Henricus v. Comm’r.: a Trader v. Investor Déjà vu

It seems like as of late the Tax Court is set on slamming every person that comes through its doors claiming a trader status.  It feels like it was yesterday when I talked about the Richard Kay case on this blog. There I alluded that a taxpayer who seemed to fall within the category of what most people in the trading community would call a swing trader ended up being treated as an investor.  On top of that the taxpayer was hammered with a Section 6662 penalty. Well, roll forward a few months and we have the same story all over again. The Tax Court just decided the following case Henricus C. van der Lee et ux. v. Comm'r., T.C. Memo. 2011-234 (September 29, 2011).  In Henricus we have a former Merrill Lynch trader who at some point branched out on his own. He left Merrill and started trading stocks, options and futures from his home. Throughout the year at issue the taxpayer executed a total of 189 trades.
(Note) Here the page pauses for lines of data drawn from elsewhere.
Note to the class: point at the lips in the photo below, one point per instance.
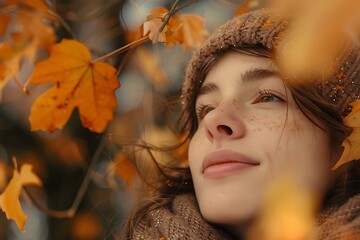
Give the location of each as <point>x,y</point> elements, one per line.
<point>224,162</point>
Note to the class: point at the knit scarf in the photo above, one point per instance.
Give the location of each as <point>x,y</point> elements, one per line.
<point>184,221</point>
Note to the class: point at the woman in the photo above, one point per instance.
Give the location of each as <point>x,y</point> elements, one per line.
<point>248,128</point>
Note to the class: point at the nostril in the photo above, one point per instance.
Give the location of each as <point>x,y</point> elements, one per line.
<point>224,129</point>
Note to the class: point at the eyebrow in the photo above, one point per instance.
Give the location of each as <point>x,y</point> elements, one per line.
<point>250,75</point>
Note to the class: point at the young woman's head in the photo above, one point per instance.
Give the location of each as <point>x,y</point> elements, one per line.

As in Richard Kay the Tax Court applied the 3 prong trader v. investor facts and circumstances test, namely, it weighed the: (1) the taxpayer's intent, (2) the nature of the income to be derived from the activity, and (3) the frequency, extent, and regularity of the taxpayer's securities transactions. As with Richard Kay, the Tax Court thought that the holding period and the frequency of the trading did not rise to trader status. In this case the Court took an issue with the fact that Henricus never sold stock on the day of its acquisition and that his trading activity was, in the court's view, sporadic. As a result, just as in Richard Kay, the taxpayer was slapped with a penalty.